Annette J. Saddik is Distinguished Professor of Theatre and Literature at the City University of New York (CUNY).  She specializes in 20th- and 21st-century drama and performance, and has published four books, as well as numerous essays. Her books include a collection of Tennessee Williams’ previously unpublished late plays, The Traveling Companion and Other Plays, as well as the monographs The Politics of Reputation: The Critical Reception of Tennessee Williams’ Later Plays, Contemporary American Drama, and Tennessee Williams and the Theatre of Excess: The Strange, The Crazed, The Queer. She lectures and advises on productions both nationally and internationally as a dramaturge, participates regularly in audience “talk-backs” for Broadway and off-Broadway performances, and serves on the editorial boards of The Tennessee Williams Annual Review and the Journal of Contemporary Drama in English.
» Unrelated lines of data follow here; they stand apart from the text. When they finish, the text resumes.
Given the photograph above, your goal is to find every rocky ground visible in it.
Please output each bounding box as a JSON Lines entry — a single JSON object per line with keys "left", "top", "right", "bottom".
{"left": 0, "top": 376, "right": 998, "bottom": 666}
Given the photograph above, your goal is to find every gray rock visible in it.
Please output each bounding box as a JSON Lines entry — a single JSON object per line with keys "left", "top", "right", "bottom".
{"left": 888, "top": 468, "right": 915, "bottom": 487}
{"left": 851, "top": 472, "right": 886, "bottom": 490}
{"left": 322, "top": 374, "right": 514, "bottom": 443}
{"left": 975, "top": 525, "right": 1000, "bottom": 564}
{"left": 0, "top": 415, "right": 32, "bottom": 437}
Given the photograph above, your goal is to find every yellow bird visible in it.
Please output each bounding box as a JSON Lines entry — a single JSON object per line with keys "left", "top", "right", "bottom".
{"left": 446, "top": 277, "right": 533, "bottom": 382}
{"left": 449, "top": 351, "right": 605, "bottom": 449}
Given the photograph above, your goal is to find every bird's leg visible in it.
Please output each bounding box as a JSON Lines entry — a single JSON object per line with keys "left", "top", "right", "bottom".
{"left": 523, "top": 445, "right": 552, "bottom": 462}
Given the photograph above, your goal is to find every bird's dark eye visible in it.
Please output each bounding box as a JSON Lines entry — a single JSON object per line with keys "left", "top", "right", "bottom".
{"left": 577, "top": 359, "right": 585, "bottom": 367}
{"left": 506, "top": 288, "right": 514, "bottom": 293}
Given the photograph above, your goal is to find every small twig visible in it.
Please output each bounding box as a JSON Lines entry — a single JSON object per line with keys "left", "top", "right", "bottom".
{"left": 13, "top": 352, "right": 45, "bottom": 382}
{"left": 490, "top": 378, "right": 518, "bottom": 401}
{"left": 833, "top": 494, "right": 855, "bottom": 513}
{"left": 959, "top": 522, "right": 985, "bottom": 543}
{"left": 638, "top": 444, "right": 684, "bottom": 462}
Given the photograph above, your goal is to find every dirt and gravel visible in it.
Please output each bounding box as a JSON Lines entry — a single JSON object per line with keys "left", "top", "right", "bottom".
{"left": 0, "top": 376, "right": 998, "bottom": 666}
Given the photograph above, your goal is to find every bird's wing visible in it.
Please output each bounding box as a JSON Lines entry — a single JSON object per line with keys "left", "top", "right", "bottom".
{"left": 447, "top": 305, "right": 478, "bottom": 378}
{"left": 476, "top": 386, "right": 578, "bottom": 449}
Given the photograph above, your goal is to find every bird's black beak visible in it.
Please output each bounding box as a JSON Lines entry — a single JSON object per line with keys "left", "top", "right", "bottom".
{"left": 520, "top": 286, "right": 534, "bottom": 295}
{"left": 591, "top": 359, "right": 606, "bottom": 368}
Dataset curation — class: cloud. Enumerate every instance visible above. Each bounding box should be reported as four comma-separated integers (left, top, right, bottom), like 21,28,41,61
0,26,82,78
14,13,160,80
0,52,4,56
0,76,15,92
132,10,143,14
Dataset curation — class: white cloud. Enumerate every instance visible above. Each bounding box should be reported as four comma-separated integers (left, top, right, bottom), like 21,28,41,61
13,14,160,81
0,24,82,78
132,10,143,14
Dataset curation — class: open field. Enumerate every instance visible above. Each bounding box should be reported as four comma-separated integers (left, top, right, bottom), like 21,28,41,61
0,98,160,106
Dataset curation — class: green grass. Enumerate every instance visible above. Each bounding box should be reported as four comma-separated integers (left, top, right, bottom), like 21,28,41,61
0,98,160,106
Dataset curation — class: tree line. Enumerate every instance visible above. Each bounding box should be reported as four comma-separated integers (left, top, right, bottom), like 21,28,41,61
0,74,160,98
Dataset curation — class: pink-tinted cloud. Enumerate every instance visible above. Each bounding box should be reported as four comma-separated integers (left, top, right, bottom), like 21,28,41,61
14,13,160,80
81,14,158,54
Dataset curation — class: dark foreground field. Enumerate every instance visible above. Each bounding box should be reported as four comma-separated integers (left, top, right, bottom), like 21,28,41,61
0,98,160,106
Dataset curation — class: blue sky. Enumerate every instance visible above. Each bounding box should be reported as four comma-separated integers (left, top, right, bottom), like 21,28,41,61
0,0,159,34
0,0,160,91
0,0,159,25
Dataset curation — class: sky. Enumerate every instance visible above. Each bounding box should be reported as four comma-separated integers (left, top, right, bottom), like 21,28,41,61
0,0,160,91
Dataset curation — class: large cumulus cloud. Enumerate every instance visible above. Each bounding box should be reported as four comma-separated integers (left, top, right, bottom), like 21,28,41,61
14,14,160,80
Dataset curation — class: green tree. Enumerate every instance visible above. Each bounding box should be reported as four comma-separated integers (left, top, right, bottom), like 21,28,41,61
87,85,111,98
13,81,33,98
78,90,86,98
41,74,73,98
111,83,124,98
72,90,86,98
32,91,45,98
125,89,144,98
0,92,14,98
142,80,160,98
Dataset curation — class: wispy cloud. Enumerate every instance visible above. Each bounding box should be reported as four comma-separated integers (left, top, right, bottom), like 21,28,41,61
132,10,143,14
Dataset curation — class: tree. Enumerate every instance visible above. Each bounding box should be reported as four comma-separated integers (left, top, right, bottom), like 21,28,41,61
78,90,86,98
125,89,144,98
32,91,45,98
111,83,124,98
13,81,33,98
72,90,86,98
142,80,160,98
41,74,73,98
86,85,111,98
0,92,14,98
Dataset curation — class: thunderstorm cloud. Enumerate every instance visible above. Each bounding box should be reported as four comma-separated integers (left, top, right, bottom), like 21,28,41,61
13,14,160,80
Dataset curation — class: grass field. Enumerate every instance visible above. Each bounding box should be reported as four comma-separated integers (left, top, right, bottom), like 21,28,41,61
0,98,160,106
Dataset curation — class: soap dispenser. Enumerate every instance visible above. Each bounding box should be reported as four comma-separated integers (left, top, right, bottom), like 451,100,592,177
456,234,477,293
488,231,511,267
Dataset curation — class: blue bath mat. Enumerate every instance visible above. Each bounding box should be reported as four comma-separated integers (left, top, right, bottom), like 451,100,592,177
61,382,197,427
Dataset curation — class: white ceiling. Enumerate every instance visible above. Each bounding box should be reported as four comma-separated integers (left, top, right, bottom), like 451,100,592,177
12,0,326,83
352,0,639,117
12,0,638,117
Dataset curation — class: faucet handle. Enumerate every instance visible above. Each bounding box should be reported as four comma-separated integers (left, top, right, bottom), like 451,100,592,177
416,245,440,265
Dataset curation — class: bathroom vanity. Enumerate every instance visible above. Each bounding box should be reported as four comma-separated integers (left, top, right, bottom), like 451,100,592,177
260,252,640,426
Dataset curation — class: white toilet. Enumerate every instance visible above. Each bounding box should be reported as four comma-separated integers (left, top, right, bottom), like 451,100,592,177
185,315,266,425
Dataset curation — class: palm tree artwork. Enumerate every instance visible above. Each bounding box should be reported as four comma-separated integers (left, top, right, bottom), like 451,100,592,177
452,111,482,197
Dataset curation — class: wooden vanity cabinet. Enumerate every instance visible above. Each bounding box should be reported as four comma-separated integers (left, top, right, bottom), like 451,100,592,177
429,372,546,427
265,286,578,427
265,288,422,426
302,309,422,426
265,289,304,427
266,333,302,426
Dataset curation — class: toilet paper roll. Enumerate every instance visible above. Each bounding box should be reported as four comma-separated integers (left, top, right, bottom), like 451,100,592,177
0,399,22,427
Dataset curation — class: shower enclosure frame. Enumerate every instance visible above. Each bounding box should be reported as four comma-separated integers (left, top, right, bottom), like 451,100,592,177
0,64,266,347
Jadranka Kolenović-Đapo is Full Professor at the Department of Psychology, Faculty of Philosophy, University of Sarajevo, where she teaches Personality psychology, Social psychology, Sports psychology and Psychology of humour. She is the author of the following books: Psychology of humour: Theories, methods and research; Psychological defense mechanisms: A theoretical approach, classification and guide for practicals; Classical theories of emotions in light of new empirical knowledge, and two chapters in the book Presentation of the results of the European Values Study. Some of her published works and short communications in the field of humour are: Congruence of self-assessment and semantic evaluation of humour styles: A preliminary analysis; Humour styles as predictors of optimism; Are personality factors good predictors in explaining the tendency to react with laughter in different life situations?; Humour styles as determinants of positive and negative affective states; The role of humour in short-term and long-term adaptation; The structure of the sense of humour; Relationship between humour styles and subjective well-being; The psychology of laughter: The eternal puzzle of scientists; The psychology of humour: Can humour survive as a scientific construct? Advantages and disadvantages of using humour in teaching; Personality traits and evaluation of the degree of laughter in different social situations; Humour styles, the Big Five and self-esteem. She has held many workshops, seminars and lectures in the field of humour (The role of humour in dealing with stressful situations; Measuring the sense of humour; The importance of humour in teaching; How to use humour in inclusive education; Does satire have its audience?) for different target groups. She created a series of programs for developing a sense of humour.